Boa noite meu prezado irmão Jerônimo
Foi publicada recentemente no No. 1780 do prestigioso jornal eletrônico JB News matéria intitulada “O Discurso de Schröder” (páginas 18-21), desacompanhada do nome de quem a traduziu, no caso eu.
Esse e outros textos de minha autoria vêm sendo reproduzidos indevidamente em sites e revistas maçônicas muitas vezes assinados por irmãos que sequer manejam o idioma português, quanto mais o alemão!
O referido discurso foi publicado pela primeira vez em 2005 pela revista “A Trolha”, conforme cópia que segue anexa. Ele foi digitado a partir de um rascunho que apresentei em loja por um irmão que depois o remeteu ao saudoso Xico Trolha, contendo uma série de erros de português que eu pretendia retificar em momento oportuno. Note no final do mesmo a presença do meu nome.
Eu peço encarecidamente ao ilustre irmão que publique nota contendo essa minha observação na próxima edição do JB News e antecipo os meus agradecimentos.
TFA
Ricardo Vidal

Vossa escolha, meus respeitáveis irmãos, ao me confiar o malhete desta loja, mais uma vez me honra. Nada mais lisonjeiro do que gozar da confiança de homens livres, que sacrificam voluntariamente parte do seu tempo em prol do presente evento! Contudo, permaneço indeciso. Eu previ que o descontentamento de alguns irmãos contagiaria outros. Eu pressagiei que o clima de união e de concórdia, que reinou durante aquele um ano e meio em que eu tive a honra de conduzir o malhete desta oficina haveria de chegar ao fim (1). Sendo assim, nada mais me resta a fazer do que tentar contribuir para o restabelecimento da harmonia que outrora aqui havia. Para a realização deste objetivo, peço-vos que analisem meus conceitos sobre a Franco-maçonaria e submeta-os à prova.
Com profunda convicção considero a Franco-maçonaria uma irmandade verdadeira e benemérita. Com mais convicção ainda creio que ela encerra coisas que na época do seu surgimento exigiam um véu misterioso, às vezes símbolos perdidos, os quais com o passar dos anos sofreram modificações.
A Franco-maçonaria, com sua moral pura, primorosa, voltada às grandes finalidades; ela, que possui todas as virtudes para tornar o homem melhor; ela, inimiga declarada de todos os preconceitos; ela, que derrubou as barreiras divisórias existentes entre os homens impostas pelas religiões, pelas pátrias e pela posição social; ela, que unificou homens de todas as nações como verdadeiros irmãos; ela, quem primeiro ensinou a todos a virtude da tolerância; pode ela ser uma obra de hierarquia? (2); podem os seus costumes serem uma farsa? Ela não merece ser despida de seus compromissos solenes, a pretexto de sua conservação e propagação (3).

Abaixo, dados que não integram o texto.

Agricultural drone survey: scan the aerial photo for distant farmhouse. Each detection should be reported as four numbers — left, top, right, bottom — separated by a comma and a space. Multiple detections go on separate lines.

Por estes motivos não posso permanecer indiferente quanto ao modo como a estão conduzindo. Em mais de uma palestra protestei contra o ato de admitir candidatos sem submetê-los ao escrutínio e às provas de admissão, como amiúde vem sendo feito; contra o fanatismo de qualquer natureza, tenha ele o nome de Rosacrucianismo, de Asiatismo ou de Africanismo (4); contra as eternas palavras de fraternidade que nunca se traduzem em fatos; contra trabalhos conduzidos em loja que afugentam homens sérios e causam tédio nos jovens. Eu tentei, até onde me foi possível, cumprir com o meu dever, conversar com os irmãos de forma instrutiva, entretê-los, sem deixar que caíssem no marasmo. Estou certo de que não errei e isto me enche de alegria.
Mas minha palavra, meu compromisso, minha convicção, impedem-me de dar aprovação a qualquer coisa que possa abalar os alicerces da Maçonaria. Daí o caso em questão ser demasiadamente estranho. Como é possível que irmãos maçons, os quais homenageio e considero de todo o coração, votem em um mestre que não deseja ser mestre, que afirma que irá destruir a Franco-maçonaria, visto que suprimir seus símbolos é o mesmo que destruí-la! (5).

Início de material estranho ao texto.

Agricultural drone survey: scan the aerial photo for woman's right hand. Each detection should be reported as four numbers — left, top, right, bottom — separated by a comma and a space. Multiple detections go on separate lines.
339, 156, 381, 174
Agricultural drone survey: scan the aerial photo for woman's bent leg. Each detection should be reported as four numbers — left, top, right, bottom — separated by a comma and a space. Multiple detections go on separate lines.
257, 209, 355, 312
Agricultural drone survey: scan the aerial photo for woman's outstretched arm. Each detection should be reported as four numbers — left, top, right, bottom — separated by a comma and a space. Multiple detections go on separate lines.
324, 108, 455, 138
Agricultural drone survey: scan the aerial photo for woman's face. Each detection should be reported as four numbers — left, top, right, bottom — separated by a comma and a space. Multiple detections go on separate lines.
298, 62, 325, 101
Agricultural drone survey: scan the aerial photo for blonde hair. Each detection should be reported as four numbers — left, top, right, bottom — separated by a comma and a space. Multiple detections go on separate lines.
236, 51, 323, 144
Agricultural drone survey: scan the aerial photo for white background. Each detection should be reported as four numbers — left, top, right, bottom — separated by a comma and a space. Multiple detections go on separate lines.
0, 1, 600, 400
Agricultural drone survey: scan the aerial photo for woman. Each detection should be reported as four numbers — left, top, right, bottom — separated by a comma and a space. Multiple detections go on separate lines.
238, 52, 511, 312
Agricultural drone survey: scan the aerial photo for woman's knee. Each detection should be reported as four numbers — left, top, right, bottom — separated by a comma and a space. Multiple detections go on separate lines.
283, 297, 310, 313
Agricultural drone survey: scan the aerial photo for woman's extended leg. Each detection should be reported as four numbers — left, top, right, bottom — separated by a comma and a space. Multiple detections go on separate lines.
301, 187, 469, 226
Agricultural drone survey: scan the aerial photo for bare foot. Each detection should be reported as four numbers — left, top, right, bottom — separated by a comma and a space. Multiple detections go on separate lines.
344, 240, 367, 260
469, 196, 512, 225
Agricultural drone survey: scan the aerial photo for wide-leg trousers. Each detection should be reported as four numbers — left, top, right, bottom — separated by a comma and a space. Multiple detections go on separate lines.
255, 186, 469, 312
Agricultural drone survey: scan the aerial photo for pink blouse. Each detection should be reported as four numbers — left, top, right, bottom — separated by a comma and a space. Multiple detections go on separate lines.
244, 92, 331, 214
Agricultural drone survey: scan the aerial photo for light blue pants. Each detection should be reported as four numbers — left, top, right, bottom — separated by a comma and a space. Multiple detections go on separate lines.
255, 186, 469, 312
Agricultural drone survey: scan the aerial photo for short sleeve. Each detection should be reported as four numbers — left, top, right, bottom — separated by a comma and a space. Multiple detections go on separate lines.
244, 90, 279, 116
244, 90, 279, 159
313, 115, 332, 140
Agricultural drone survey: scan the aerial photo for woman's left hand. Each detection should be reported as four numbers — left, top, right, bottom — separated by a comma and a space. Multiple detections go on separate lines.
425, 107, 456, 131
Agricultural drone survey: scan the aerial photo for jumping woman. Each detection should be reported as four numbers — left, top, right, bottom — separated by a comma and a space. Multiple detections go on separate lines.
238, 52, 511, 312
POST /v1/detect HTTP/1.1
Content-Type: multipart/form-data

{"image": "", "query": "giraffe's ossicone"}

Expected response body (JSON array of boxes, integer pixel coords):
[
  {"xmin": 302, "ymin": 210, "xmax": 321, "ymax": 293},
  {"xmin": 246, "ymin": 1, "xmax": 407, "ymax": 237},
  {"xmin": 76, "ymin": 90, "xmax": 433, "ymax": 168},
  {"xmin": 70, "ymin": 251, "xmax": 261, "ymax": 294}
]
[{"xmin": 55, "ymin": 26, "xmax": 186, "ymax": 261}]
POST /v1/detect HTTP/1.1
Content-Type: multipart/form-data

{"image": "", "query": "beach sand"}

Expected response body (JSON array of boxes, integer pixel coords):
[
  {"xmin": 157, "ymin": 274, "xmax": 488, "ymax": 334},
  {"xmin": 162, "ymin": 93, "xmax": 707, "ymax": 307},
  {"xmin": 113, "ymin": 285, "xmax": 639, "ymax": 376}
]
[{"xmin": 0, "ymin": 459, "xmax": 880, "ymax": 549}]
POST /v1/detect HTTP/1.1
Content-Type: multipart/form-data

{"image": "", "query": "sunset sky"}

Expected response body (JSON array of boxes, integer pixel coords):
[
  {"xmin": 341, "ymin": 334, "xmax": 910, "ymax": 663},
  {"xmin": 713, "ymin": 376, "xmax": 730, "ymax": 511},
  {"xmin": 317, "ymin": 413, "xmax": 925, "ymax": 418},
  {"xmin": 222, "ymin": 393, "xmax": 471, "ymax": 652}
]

É certo que a Franco-maçonaria em nosso país é diferente em relação a outros e, com respeito à épocas passadas, pode-se dizer que fraudes e aleivosias a deturparam. É lícito afirmar que ela necessita de algumas modificações, mas devemos por este motivo repudiá-la? É justo incorrermos em generalizações por causa de uma conclusão preconceituosa? É preciso que aqueles que consideram os símbolos da Maçonaria uma farsa nos convençam de sua inconsistência. Meditai meus Irmãos sobre os ensinamentos simples contidos no Grau de Aprendiz! Analisai os vários modos como são inculcados em nossas mentes a firmeza, a serenidade, a inteligência e a discrição. Notai a insistência com que os mesmos nos recomendam o aprimoramento intelectual e o estudo das ciências (6). Meditai sobre os importantes ensinamentos presentes nestes quadros! Podem eles estar fundados em uma farsa? E o estudo sobre a origem dos seus costumes e tradições, seria também ato indigno de um homem pensante?

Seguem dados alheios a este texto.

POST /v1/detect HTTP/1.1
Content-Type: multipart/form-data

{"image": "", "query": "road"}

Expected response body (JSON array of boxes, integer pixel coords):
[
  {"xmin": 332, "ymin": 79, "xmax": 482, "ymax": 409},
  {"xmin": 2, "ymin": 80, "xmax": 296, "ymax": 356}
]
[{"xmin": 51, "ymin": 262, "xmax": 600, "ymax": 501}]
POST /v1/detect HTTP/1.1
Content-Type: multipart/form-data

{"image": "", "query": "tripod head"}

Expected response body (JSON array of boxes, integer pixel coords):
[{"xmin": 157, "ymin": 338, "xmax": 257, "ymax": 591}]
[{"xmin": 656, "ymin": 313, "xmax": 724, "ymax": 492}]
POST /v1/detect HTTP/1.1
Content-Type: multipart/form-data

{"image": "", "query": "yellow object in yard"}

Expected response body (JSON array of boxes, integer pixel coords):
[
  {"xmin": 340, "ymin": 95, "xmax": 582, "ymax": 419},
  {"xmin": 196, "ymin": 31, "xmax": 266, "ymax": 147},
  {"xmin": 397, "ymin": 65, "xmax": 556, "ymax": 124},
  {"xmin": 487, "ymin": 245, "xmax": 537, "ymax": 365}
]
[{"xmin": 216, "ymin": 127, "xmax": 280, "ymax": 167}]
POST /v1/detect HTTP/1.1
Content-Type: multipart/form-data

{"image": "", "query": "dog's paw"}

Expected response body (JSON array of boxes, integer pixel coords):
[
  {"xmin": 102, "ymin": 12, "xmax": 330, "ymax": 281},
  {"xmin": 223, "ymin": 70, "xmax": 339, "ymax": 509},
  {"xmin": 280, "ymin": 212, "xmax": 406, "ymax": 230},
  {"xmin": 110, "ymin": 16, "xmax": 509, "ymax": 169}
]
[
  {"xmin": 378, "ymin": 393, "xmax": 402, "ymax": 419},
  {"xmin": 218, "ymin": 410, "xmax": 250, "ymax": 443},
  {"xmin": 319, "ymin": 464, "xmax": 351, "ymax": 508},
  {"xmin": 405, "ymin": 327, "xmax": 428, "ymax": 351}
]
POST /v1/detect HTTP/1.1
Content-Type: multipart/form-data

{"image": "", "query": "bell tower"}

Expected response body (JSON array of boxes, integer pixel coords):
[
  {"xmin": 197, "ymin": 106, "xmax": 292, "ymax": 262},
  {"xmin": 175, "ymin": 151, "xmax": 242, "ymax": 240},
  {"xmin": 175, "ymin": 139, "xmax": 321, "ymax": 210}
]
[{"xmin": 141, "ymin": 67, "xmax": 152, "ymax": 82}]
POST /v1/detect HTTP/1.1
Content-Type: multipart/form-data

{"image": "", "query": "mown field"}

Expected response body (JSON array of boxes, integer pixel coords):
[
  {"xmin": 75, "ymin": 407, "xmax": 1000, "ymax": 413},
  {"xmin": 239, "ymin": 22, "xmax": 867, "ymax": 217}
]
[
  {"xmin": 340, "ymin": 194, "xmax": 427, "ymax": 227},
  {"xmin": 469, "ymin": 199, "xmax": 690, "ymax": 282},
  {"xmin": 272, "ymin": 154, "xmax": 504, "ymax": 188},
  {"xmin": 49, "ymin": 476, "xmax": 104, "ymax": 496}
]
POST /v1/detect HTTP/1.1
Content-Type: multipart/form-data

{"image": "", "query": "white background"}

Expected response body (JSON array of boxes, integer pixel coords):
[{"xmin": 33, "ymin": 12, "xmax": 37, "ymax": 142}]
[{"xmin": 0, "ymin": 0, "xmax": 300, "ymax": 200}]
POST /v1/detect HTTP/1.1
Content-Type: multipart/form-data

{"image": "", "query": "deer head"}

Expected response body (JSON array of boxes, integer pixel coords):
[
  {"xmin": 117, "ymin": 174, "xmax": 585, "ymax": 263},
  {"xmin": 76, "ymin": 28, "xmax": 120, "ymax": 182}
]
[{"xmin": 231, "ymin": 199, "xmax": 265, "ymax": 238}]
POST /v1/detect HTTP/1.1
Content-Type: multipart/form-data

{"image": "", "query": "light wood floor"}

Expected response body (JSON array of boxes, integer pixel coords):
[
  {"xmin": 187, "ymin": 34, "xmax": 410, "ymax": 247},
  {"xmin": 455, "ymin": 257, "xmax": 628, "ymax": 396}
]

Quem deseja suprimir ou modificar algo deve primeiro demonstrar que tem outra coisa melhor para colocar no lugar daquilo que pretende substituir ou abolir. Por acaso existe alguma virtude social que já não faça parte integrante dos ensinamentos da Franco-maçonaria? (7) Poderá alguém fornecer-nos algo de novo e de melhor? O que há de errado com os seus símbolos? A supressão dos seus símbolos e tradições visa atingir um objetivo de alcance maior, que consiste em substituir algo insubstituível, ou seja, a destruição de uma cadeia que une 1000 irmãos, uma cadeia à qual muitos devem o seu bem estar, a alegria de suas vidas e suas próprias vidas. Pode-se esperar que membros de uma sociedade como esta venham a se reconhecer mutuamente como irmãos? (8).
Eu tenho apreço por todo o objetivo que é nobre, mesmo que ele seja impraticável. Mas o cargo que o vosso voto me outorga força-me, com toda a sinceridade, a alertá-los sobre a impraticabilidade de algumas idéias e sobre certos inconvenientes que antevejo. Confesso francamente que nenhum interesse tenho pelos trabalhos que se pretende realizar, nesta ou em outra oficina qualquer. Possui alguma loja uma instituição de caridade? Será que não existe em outro lugar homem de cabeça com capacidade para conduzir o malhete e enobrecer o tempo dos irmãos? (9).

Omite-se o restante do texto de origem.